In a single week last month, students at the Zicklin School of Business had the chance to meet one unconventional entrepreneur in person and hear a biographer recount the fascinating, unlikely story of another. 

From left: Hilmarsson, Rosenberg, Gelles

Siggi Hilmarsson, founder of Siggi’s Dairy, spoke to a standing-room-only crowd for the Mitsui Lunch-Time Forum at the Weissman Center for International Business. A native of Iceland, Hilmarsson moved to New York to pursue an MBA. Homesick for the creamy, tangy skyr (Icelandic-style yogurt) of his childhood, he began making his own when he found American brands too sweet and artificial tasting. Hilmarsson started selling his concoction at farmers’ markets, where it proved so popular he eventually rented a dairy in upstate New York so he could make the yogurt in larger batches. Fast forward two decades, and Siggi’s yogurt is now available nationwide. 

What does Icelandic yogurt have to do with mountain climbing? If you know the story of Siggi’s and said, “Nothing,” you must not have heard journalist David Gelles’ interview with David Rosenberg, academic director of the Robert Zicklin Center for Corporate Integrity. Gelles, the author of Dirtbag Billionaire: How Yvon Chouinard Built Patagonia, Made a Fortune, and Gave It All Away, described how Chouinard, much like Hilmarsson, took an obsession with the quality of a single product and built it into a successful enterprise. 

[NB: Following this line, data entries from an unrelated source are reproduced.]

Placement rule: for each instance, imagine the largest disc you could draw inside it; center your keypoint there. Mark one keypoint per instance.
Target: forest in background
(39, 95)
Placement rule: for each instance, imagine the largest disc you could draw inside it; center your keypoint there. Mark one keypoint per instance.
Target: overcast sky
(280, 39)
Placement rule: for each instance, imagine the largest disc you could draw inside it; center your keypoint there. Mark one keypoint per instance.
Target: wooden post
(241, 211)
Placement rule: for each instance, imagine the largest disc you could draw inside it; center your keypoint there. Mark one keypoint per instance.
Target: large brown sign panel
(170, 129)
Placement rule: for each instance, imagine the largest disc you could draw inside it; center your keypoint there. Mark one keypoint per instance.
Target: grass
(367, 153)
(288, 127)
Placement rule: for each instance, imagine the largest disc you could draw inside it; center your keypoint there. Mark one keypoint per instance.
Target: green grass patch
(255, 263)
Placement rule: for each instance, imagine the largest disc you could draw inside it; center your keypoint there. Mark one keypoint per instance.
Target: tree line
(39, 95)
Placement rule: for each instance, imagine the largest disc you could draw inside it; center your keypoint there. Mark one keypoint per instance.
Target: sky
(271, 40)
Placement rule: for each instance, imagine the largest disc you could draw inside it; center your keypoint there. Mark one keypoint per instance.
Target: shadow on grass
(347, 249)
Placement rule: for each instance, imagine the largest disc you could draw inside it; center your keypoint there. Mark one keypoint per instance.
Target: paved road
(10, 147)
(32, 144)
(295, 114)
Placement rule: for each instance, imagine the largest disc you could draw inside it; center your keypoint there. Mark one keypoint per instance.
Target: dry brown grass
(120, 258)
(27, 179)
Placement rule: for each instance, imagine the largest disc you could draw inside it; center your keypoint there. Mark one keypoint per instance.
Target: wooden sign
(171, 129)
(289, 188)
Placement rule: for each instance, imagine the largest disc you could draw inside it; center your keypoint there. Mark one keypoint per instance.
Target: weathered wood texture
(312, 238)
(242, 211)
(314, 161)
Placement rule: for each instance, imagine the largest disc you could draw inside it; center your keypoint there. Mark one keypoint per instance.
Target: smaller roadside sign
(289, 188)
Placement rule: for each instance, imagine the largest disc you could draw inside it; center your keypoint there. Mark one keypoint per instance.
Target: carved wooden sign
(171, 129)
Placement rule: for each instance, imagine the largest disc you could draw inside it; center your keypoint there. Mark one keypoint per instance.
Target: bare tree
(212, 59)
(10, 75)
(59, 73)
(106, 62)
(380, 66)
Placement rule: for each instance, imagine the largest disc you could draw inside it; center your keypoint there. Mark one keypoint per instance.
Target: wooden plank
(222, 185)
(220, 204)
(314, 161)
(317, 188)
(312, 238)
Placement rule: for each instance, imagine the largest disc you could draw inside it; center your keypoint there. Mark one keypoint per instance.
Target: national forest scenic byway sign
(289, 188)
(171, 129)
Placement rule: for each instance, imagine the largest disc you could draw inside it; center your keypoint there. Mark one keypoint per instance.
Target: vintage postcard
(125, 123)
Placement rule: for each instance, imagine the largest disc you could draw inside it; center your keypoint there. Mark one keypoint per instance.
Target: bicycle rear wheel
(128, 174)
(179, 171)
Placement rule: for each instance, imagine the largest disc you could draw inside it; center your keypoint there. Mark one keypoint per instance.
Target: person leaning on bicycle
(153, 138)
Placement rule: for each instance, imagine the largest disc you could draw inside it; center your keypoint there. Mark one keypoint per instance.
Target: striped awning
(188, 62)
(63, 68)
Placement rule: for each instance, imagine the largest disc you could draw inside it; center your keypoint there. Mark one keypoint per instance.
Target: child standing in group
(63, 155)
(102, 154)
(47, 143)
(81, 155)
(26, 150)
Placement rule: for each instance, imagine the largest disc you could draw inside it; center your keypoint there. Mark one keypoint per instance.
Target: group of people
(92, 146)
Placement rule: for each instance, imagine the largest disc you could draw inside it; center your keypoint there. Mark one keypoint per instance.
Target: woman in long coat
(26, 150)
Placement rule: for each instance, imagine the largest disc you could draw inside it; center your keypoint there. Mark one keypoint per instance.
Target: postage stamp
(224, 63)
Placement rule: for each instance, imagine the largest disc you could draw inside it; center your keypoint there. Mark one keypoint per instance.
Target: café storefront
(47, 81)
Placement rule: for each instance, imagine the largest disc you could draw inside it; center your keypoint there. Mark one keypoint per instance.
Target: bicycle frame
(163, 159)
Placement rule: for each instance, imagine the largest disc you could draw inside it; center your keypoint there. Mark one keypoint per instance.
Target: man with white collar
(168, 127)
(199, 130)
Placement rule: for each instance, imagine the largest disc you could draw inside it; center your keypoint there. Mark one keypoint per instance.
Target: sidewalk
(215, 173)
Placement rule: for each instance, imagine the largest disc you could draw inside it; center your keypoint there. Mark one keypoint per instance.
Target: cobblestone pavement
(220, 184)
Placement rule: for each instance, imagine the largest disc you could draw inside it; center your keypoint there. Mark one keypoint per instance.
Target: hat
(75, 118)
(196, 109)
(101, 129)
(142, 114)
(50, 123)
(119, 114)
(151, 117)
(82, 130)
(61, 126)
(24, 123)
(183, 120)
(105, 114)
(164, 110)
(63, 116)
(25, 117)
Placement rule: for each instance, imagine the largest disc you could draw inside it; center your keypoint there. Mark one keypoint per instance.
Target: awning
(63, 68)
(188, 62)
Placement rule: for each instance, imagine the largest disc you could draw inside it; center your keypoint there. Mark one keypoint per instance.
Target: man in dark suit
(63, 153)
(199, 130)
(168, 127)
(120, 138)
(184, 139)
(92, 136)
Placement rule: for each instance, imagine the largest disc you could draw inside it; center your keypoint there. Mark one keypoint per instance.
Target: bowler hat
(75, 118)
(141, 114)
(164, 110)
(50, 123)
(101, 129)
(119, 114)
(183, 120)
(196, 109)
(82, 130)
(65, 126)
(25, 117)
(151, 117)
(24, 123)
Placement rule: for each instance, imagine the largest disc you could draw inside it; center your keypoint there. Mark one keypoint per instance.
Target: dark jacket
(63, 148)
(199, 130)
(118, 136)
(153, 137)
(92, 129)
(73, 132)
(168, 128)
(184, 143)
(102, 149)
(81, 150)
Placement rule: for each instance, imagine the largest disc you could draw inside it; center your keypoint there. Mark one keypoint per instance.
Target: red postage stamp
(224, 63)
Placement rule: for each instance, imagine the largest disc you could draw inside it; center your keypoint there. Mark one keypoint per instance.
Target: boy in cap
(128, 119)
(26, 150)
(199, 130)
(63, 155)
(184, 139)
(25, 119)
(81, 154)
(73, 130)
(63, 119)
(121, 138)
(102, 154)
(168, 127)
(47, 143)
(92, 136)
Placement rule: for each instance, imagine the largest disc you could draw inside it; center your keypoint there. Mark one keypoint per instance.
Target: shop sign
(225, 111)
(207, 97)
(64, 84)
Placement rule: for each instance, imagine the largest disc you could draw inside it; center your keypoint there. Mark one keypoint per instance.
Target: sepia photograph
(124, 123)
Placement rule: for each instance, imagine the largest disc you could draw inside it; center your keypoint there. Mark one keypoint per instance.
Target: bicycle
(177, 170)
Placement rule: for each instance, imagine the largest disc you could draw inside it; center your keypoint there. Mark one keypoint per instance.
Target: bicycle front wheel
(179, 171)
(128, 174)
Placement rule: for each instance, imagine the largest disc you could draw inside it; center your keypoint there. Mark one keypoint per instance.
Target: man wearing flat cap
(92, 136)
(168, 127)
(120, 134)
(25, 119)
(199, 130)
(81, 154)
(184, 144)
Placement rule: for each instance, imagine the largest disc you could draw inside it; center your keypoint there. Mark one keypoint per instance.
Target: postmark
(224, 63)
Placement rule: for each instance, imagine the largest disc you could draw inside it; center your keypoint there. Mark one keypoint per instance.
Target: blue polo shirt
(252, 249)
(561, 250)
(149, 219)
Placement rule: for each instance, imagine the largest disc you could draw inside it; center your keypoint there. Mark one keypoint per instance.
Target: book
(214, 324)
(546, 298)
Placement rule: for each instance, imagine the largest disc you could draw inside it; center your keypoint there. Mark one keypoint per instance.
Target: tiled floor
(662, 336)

Before he founded the outdoor company Patagonia, Gelles recounted, Chouinard was a mountain climber from the Maine backwoods who taught himself blacksmithing so he could make his own reusable pitons from hardened steel. A self-described “dirtbag” (which Gelles calls “a term affectionately bestowed on poor, itinerant outdoorsmen so uninterested in material possessions they are happy to sleep in the dirt”), Chouinard soon discovered that other climbers were willing to pay more for his higher-quality product. He founded Chouinard Equipment, which eventually brought him into the clothing business and the creation of Patagonia, selling apparel as well as outdoor recreation gear. In 2022, he transferred Patagonia’s voting stock to a specially created trust and nonprofit focused on protecting the environment, thereby giving the company away.

As different as their inspirations were, both Hilmarsson and Chouinard sensed what entrepreneurs everywhere know: If you want a certain product and can’t find it on the market, chances are you’re not alone. Why not make it yourself and see if others will buy it too? The skyr’s the limit!